Selain itu, lebih lanjut dikatakan Aidi, hingga saat ini TNI belum pernah melakukan serangan, sebaliknya pada saat melaksanakan upaya evakuasi, justru anggota KKSB yang menyerang Tim Evakusi sehingga terjadi kontak tembak, dan mengakibatkan satu orang anggota Brimob menderita luka tembak.
Aidi juga menggambarkan lokasi pembantaian di bukit Puncak Kabo adalah kawasan hutan yang terletak sekitar 4-5 kilometer dari pinggir kampung terdekat. Jadi, bila ternyata ada laporan telah jatuh korban akibat kontak tembak tersebut, maka dapat dianalisa bahwa korbannya bukan warga sipil murni, tapi mungkin saja mereka adalah bagian dari para pelaku pembantaian.
Aidi juga menanggapi seruan Sabby Sambon yang mengaku juru bicara KKSB, agar TNI bertempur secara benar, jangan bertempur di luar zona tempur yang sudah ditentukan. KKSB mengklaim bahwa mereka telah menentukan zona tempur di kawasan Habema sampai dengan Mbua, walaupun itu hanya klaim sepihak.
"Tidak pernah ada perjanjian antara TNI dan KKSB tentang zona tempur tersebut. Ini adalah cara bertempur sistem gerilya dimana tidak dikenal adanya zona tempur, tapi dimana pasukan TNI bertemu dengan KKSB maka disitulah zona tempurnya," tegasnya.
Lebih lanjut mengenai zona tempur ini, Sabby Sambon mengatakan TNI jangan bertempur di Yigi atau Mbua karena sudah di luar zona tempur. Tetapi pada faktanya, justru KKSB telah melakukan pembantaian di bukit Puncak Kabo Distrik Yigi dan melakukan penyerangan Pos TNI di Mbua.
KKSB telah melakukan serangan terhadap pasukan gabungan TNI Polri yang sedang melakukan upaya evakuasi terhadap korban, baik di TKP Puncak Kabo maupun di sepanjang jalur evakuasi Yigi-Mbua. Artinya KKSB jelas sangat tidak konsisten terhadap pernyataannya sendiri.

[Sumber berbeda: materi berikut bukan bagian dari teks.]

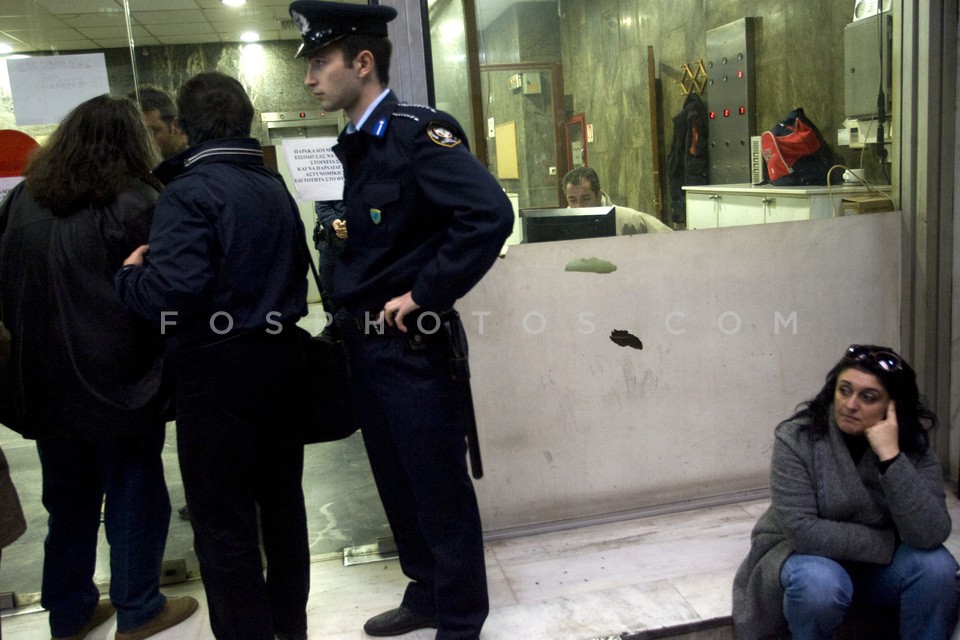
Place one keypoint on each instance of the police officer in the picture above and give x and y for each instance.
(425, 221)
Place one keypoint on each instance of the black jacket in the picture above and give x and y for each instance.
(227, 249)
(81, 365)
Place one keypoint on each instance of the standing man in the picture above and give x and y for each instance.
(160, 116)
(225, 282)
(425, 220)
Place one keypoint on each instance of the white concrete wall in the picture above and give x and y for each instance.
(738, 325)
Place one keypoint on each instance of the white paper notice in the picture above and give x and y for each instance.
(45, 89)
(6, 184)
(316, 172)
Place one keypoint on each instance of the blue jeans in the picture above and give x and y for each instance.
(77, 476)
(818, 591)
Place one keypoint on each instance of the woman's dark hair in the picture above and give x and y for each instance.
(914, 419)
(98, 148)
(213, 105)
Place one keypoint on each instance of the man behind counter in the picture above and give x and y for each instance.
(581, 187)
(426, 221)
(160, 116)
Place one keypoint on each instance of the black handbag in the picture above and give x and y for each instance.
(326, 413)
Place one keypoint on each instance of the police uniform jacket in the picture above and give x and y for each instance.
(826, 504)
(226, 248)
(423, 214)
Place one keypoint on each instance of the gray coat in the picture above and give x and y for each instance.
(822, 504)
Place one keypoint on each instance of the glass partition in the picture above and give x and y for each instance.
(623, 114)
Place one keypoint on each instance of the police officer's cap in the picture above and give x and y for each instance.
(324, 22)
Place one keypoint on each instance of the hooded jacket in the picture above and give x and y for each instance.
(81, 365)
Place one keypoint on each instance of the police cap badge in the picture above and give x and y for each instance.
(321, 23)
(441, 134)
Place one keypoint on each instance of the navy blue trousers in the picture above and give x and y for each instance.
(239, 454)
(415, 439)
(126, 477)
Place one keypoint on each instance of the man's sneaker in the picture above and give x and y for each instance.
(175, 611)
(101, 613)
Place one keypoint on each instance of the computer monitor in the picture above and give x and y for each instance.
(546, 225)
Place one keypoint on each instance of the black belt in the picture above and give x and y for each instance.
(420, 325)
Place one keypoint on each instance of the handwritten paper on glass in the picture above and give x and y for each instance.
(316, 172)
(46, 88)
(6, 184)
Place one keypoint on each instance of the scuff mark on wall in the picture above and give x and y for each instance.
(625, 339)
(590, 265)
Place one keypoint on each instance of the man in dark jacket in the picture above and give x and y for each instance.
(85, 375)
(225, 282)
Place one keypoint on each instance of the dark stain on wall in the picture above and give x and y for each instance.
(625, 339)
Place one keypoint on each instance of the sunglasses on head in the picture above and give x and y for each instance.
(886, 360)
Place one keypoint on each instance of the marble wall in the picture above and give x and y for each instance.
(524, 33)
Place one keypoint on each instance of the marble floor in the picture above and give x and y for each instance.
(617, 580)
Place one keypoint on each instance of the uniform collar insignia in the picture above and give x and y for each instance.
(440, 134)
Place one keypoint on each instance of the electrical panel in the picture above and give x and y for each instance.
(731, 97)
(865, 43)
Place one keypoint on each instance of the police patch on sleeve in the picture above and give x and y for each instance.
(442, 135)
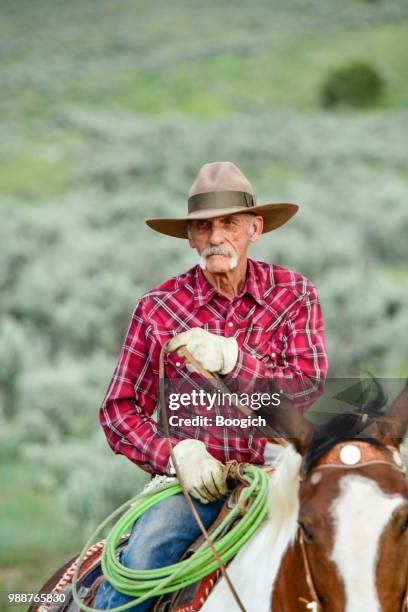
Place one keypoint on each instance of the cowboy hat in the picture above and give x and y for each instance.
(222, 189)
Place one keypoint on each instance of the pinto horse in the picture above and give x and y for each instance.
(337, 535)
(336, 539)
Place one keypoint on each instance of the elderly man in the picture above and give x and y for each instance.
(238, 317)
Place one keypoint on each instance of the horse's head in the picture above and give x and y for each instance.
(353, 511)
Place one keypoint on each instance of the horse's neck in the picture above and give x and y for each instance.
(290, 590)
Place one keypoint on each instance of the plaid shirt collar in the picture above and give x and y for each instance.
(255, 285)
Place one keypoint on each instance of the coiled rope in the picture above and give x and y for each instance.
(143, 584)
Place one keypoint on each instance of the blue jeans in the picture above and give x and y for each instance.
(158, 538)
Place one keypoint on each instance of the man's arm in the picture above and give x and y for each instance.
(125, 414)
(301, 368)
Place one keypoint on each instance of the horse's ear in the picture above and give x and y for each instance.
(288, 423)
(392, 426)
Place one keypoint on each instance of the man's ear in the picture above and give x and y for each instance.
(257, 222)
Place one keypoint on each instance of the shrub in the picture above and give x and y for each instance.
(357, 84)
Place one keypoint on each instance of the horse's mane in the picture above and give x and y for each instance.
(346, 426)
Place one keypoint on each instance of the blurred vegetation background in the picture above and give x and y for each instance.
(107, 111)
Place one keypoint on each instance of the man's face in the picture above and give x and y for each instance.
(222, 242)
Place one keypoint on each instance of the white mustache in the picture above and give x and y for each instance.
(226, 251)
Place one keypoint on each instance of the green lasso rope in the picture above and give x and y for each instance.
(143, 584)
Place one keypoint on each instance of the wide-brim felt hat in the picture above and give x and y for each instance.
(222, 189)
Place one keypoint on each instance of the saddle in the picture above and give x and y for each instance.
(90, 577)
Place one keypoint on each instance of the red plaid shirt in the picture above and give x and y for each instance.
(277, 322)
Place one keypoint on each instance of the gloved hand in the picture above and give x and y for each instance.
(215, 353)
(203, 475)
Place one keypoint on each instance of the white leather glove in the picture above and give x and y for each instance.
(215, 353)
(202, 474)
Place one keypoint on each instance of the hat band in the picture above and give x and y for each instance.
(220, 199)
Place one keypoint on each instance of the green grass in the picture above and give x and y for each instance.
(33, 542)
(178, 60)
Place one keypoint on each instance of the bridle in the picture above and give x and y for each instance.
(353, 454)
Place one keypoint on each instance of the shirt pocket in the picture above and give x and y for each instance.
(263, 345)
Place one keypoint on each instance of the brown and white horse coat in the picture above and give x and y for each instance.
(352, 515)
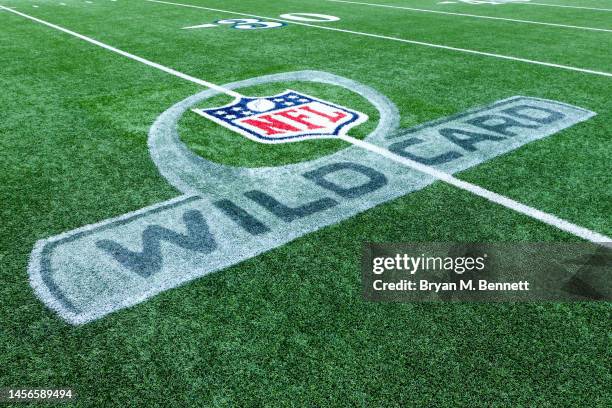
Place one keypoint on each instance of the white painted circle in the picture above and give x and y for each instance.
(260, 105)
(316, 18)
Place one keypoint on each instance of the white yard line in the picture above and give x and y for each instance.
(564, 6)
(128, 55)
(546, 218)
(513, 20)
(384, 37)
(484, 193)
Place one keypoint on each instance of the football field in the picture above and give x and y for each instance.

Saat ini, fokus dari TNI Polri adalah melaksanakan pencarian sisa korban yang belum ditemukan. Sesuai dengan data, masih tersisa dua orang jenazah yang belum ditemukan dan dua orang korban yang diduga masih hidup hingga sekarang belum diketahui nasibnya.
Saat ini pasukan gabungan TNI-Polri telah menguasai dan menduduki distrik Yigi dan Mbua. Situasi di distrik Mbua pasca penyerangan KKSB terhadap pos TNI di Mbua pada Senin (3/12) lalu, masyarakat secara umum mengungsi ke hutan.
Namun sejak kemarin hingga sekarang warga Mbua sudah mulai berangsur-angsur kembali ke kampung, dan kegiatan sosial serta roda ekonomi mulai berjalan kembali. Sedangkan di Yigi situasi kampung masih sepi hanya beberapa warga yang bertahan di kampung, sementara sebagian masyarakat masih berlindung di hutan.